Purpose To evaluate compliance with selected process measures for perioperative AP in patients undergoing cardiac surgery.

Material and methods The prospective study included all cardiac procedures performed on adult patients during a 2 week period (6 to 17 February 2017). Compliance with process measures were: correct antibiotic selection (appropriate drug, dosage regimen), dose timing (30 min before surgical incision), parenteral AP dose recorded in clinical history (CH), intraoperative AP dose recorded in more than 3 hours of prolonged surgeries and discontinuation of perioperative AP.

Results Thirty-five cardiac procedures required AP.

  • Appropriate drug and dosage regimen were used in 20 surgeries (57.1%). It was not correct in the remaining 15 surgeries:

    • Appropriate dose was not used in one patient (2.9%).

    • Appropriate dosage regimen was not used in 12 patients (34.3%).

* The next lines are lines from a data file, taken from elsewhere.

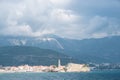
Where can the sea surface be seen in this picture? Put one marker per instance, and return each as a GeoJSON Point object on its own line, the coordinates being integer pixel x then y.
{"type": "Point", "coordinates": [93, 75]}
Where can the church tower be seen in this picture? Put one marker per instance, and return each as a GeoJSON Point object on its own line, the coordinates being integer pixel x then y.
{"type": "Point", "coordinates": [59, 63]}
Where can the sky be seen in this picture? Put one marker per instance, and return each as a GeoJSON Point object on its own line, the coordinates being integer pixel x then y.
{"type": "Point", "coordinates": [74, 19]}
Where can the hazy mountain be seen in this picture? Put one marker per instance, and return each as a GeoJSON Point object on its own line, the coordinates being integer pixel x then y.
{"type": "Point", "coordinates": [87, 50]}
{"type": "Point", "coordinates": [20, 55]}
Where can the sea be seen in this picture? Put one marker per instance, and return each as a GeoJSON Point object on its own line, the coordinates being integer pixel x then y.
{"type": "Point", "coordinates": [92, 75]}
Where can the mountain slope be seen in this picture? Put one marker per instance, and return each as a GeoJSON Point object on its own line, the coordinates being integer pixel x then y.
{"type": "Point", "coordinates": [87, 50]}
{"type": "Point", "coordinates": [20, 55]}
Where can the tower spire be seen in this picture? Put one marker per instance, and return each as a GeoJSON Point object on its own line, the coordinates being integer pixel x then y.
{"type": "Point", "coordinates": [59, 63]}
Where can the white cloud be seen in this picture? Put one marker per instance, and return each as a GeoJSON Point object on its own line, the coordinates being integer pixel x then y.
{"type": "Point", "coordinates": [60, 17]}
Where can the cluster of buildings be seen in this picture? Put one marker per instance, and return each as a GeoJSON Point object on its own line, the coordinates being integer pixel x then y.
{"type": "Point", "coordinates": [70, 67]}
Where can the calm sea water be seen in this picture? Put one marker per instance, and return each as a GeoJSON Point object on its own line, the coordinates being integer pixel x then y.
{"type": "Point", "coordinates": [94, 75]}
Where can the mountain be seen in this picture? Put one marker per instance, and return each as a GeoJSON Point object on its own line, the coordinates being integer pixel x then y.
{"type": "Point", "coordinates": [87, 50]}
{"type": "Point", "coordinates": [20, 55]}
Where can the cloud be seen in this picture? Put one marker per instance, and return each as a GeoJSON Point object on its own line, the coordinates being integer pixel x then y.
{"type": "Point", "coordinates": [65, 18]}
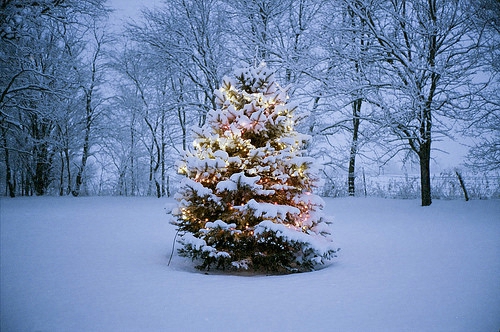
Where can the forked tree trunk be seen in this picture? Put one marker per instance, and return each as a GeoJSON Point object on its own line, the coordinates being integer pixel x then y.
{"type": "Point", "coordinates": [351, 178]}
{"type": "Point", "coordinates": [425, 174]}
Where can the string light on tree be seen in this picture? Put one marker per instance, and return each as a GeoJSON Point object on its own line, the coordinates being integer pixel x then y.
{"type": "Point", "coordinates": [246, 201]}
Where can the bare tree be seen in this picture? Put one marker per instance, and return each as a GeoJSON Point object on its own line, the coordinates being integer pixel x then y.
{"type": "Point", "coordinates": [426, 69]}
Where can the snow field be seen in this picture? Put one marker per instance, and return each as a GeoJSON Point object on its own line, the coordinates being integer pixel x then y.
{"type": "Point", "coordinates": [100, 264]}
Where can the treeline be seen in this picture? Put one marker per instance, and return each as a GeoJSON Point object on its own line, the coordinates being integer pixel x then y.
{"type": "Point", "coordinates": [88, 111]}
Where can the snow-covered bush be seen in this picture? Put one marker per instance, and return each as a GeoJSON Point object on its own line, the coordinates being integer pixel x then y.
{"type": "Point", "coordinates": [247, 200]}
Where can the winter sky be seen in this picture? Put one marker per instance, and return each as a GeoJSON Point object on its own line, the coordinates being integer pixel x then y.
{"type": "Point", "coordinates": [448, 154]}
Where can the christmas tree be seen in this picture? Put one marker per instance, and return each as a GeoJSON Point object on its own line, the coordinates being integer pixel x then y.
{"type": "Point", "coordinates": [247, 201]}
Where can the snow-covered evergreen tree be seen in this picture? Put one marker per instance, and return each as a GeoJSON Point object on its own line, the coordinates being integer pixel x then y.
{"type": "Point", "coordinates": [247, 200]}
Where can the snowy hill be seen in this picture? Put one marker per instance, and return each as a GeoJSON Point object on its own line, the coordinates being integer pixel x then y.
{"type": "Point", "coordinates": [100, 264]}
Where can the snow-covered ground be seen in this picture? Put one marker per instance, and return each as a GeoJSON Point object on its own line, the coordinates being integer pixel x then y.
{"type": "Point", "coordinates": [100, 264]}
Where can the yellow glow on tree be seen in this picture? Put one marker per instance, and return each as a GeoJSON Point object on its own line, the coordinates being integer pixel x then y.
{"type": "Point", "coordinates": [246, 201]}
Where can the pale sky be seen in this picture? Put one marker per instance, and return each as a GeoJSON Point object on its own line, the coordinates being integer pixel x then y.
{"type": "Point", "coordinates": [125, 9]}
{"type": "Point", "coordinates": [130, 8]}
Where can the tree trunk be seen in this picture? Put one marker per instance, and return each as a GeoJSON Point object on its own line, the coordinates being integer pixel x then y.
{"type": "Point", "coordinates": [425, 173]}
{"type": "Point", "coordinates": [86, 145]}
{"type": "Point", "coordinates": [8, 172]}
{"type": "Point", "coordinates": [351, 178]}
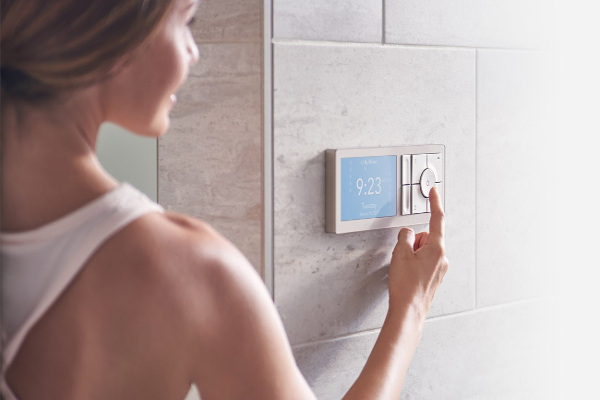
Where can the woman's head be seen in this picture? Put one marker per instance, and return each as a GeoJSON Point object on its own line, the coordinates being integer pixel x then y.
{"type": "Point", "coordinates": [52, 48]}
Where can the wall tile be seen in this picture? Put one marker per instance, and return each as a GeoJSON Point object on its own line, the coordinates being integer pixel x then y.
{"type": "Point", "coordinates": [228, 20]}
{"type": "Point", "coordinates": [504, 353]}
{"type": "Point", "coordinates": [339, 20]}
{"type": "Point", "coordinates": [516, 186]}
{"type": "Point", "coordinates": [474, 23]}
{"type": "Point", "coordinates": [370, 96]}
{"type": "Point", "coordinates": [210, 160]}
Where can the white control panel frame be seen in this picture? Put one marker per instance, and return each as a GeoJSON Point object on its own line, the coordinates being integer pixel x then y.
{"type": "Point", "coordinates": [333, 158]}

    • Appropriate drug was not used in two patients (5.7%).

  • Antibiotic dose administration was registered in electronic CH in 34 cases (97.1%), however one case was not registered on the surgical sheet.

  • Antibiotic dose timing was registered in CH in 32 cases (91.4%), but it was not registered on the surgical sheet in all the cases. It was observed that dose timing was incorrect in 10 patients (28.6%) (AP was administered less than 30 min before the beginning of the surgical procedure in nine cases and it was administered later in one case).

  • The surgery lasted more than 3 hours in 18 cases. A second intraoperative antibiotic dose was used and registered in all cases.

  • All patients discontinued AP within 48 hours after the end of the surgery.

Conclusion A high compliance with the process measures was observed in the dosage registration and discontinuation of perioperative AP. Meanwhile, a poor compliance in the correct selection of AP (dosage regimen) and dose timing were noticed.

It is necessary for an intervention to improve non-compliance rates. Some corrective measures are proposed such as stressing the importance of administering the first dose of antibiotic 30 min before surgical incision, using the dosage regimen according to the surgical procedure and registering AP on the surgical sheet.